Definition
The MVRV Ratio (Market Value to Realized Value) is an on-chain indicator defined as market capitalization divided by realized capitalization. Introduced by Murad Mahmudov and David Puell, it compares what the supply is currently worth at spot price against the aggregate cost basis captured by Realized Cap. The result is a dimensionless number that approximates the average unrealized profit or loss held across all coins in circulation.
How to read the value
An MVRV of 1 means the market price equals the average cost basis, so the supply on aggregate is roughly at breakeven. Values above 1 indicate the average coin is held at an unrealized gain; values below 1 indicate the average coin is underwater. Historically, sustained high readings have coincided with market euphoria and elevated prices, while low readings have aligned with deeply discounted conditions, though past patterns are not guarantees of future behavior.
Variants
A common refinement is the MVRV Z-Score, which normalizes the gap between market cap and realized cap by its standard deviation to dampen volatility and make extremes more comparable across cycles.

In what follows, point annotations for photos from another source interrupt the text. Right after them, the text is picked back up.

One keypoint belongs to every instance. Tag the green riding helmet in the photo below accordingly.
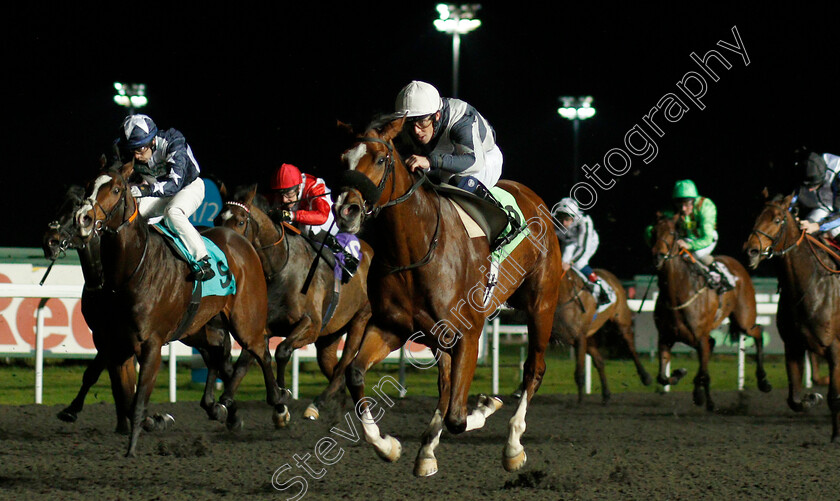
(685, 189)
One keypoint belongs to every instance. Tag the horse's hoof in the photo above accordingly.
(166, 421)
(678, 374)
(811, 399)
(394, 451)
(235, 424)
(514, 463)
(425, 467)
(219, 413)
(492, 403)
(311, 413)
(67, 416)
(281, 419)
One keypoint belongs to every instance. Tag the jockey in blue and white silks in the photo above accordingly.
(168, 183)
(447, 136)
(819, 194)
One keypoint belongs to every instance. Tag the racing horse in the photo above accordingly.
(303, 319)
(427, 283)
(62, 235)
(576, 321)
(687, 310)
(808, 315)
(147, 296)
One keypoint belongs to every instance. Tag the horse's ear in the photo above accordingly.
(127, 169)
(252, 192)
(344, 128)
(392, 129)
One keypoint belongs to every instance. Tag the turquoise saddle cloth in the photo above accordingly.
(223, 284)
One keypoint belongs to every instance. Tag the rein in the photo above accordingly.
(812, 241)
(255, 238)
(380, 188)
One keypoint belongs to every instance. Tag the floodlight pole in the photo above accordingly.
(576, 109)
(456, 20)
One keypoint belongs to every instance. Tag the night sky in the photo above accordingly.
(257, 87)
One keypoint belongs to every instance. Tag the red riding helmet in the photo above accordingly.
(286, 176)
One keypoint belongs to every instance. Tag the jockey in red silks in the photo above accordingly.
(303, 200)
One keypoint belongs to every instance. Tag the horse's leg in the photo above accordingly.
(816, 379)
(760, 374)
(425, 464)
(701, 380)
(624, 324)
(304, 333)
(794, 360)
(664, 378)
(123, 381)
(539, 333)
(150, 358)
(581, 344)
(327, 349)
(376, 345)
(833, 357)
(89, 378)
(598, 362)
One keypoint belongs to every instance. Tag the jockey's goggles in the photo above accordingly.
(422, 121)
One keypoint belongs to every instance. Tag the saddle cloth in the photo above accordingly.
(483, 219)
(223, 284)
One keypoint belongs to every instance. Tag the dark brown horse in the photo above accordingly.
(576, 322)
(62, 235)
(688, 309)
(427, 282)
(300, 319)
(808, 315)
(146, 294)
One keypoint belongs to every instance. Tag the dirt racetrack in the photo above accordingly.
(640, 446)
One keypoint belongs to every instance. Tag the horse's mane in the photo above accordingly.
(260, 201)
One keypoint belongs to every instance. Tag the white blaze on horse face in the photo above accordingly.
(354, 155)
(89, 203)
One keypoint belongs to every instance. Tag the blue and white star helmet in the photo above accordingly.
(137, 131)
(566, 207)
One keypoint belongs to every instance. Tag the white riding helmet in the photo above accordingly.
(566, 206)
(418, 99)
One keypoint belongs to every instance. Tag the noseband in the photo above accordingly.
(770, 251)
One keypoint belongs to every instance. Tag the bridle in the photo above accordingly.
(390, 166)
(770, 251)
(252, 233)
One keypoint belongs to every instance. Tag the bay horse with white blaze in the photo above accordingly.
(148, 293)
(62, 235)
(808, 315)
(688, 309)
(576, 321)
(303, 319)
(429, 277)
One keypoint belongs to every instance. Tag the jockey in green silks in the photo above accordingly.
(697, 230)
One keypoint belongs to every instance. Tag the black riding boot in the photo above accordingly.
(204, 271)
(724, 285)
(481, 191)
(351, 263)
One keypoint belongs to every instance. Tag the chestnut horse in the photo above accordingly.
(62, 235)
(808, 315)
(146, 293)
(576, 322)
(687, 310)
(299, 318)
(427, 282)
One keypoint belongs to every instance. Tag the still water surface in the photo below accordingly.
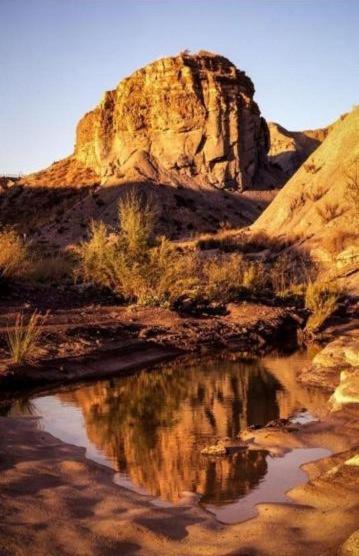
(150, 428)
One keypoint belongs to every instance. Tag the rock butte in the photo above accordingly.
(184, 120)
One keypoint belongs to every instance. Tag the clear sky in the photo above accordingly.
(59, 56)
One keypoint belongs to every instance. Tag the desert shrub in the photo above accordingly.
(225, 278)
(13, 254)
(321, 298)
(316, 194)
(136, 219)
(339, 240)
(22, 339)
(51, 269)
(131, 263)
(289, 271)
(329, 211)
(96, 257)
(352, 189)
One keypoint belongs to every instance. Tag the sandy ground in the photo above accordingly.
(55, 501)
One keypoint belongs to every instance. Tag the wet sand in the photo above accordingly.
(58, 502)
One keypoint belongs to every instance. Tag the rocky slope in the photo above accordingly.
(314, 201)
(289, 149)
(318, 207)
(188, 119)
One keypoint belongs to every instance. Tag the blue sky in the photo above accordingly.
(59, 56)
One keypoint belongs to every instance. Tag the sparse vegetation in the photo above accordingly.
(352, 191)
(329, 211)
(321, 298)
(13, 254)
(243, 242)
(131, 262)
(22, 339)
(316, 194)
(51, 269)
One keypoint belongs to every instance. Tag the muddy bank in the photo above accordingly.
(79, 510)
(99, 341)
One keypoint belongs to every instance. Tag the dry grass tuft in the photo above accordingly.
(23, 338)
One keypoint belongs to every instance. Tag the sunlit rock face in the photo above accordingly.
(184, 119)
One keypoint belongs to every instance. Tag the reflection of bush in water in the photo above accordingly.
(150, 400)
(154, 424)
(228, 479)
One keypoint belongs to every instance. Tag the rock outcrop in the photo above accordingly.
(319, 205)
(315, 200)
(185, 120)
(289, 149)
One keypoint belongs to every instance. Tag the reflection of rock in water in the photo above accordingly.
(153, 425)
(229, 478)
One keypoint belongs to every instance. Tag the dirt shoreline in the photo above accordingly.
(58, 502)
(97, 342)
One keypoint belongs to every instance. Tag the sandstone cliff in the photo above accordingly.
(319, 205)
(289, 149)
(186, 120)
(315, 199)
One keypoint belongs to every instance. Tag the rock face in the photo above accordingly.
(189, 119)
(289, 149)
(318, 206)
(315, 200)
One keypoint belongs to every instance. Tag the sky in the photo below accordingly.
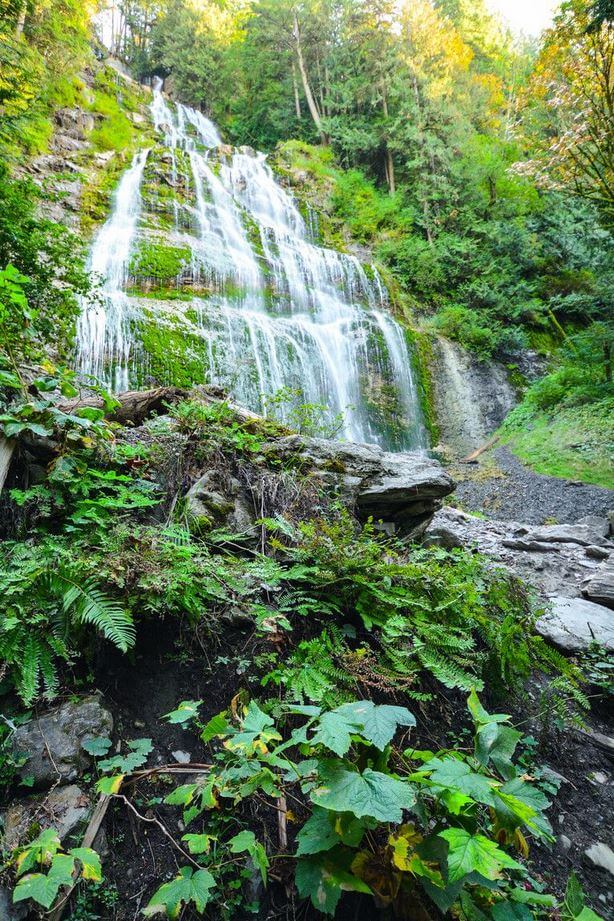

MVRV is also segmented by holder cohort to compare long-term and short-term participants.
This metric is educational and not trading advice. It is built directly from Realized Cap and is closely related to Realized Price; both rely on the underlying UTXO set.
In Simple Terms
The MVRV Ratio (Market Value to Realized Value) is an on-chain indicator defined as market capitalization divided by realized capitalization. Introduced by Murad Mahmudov and…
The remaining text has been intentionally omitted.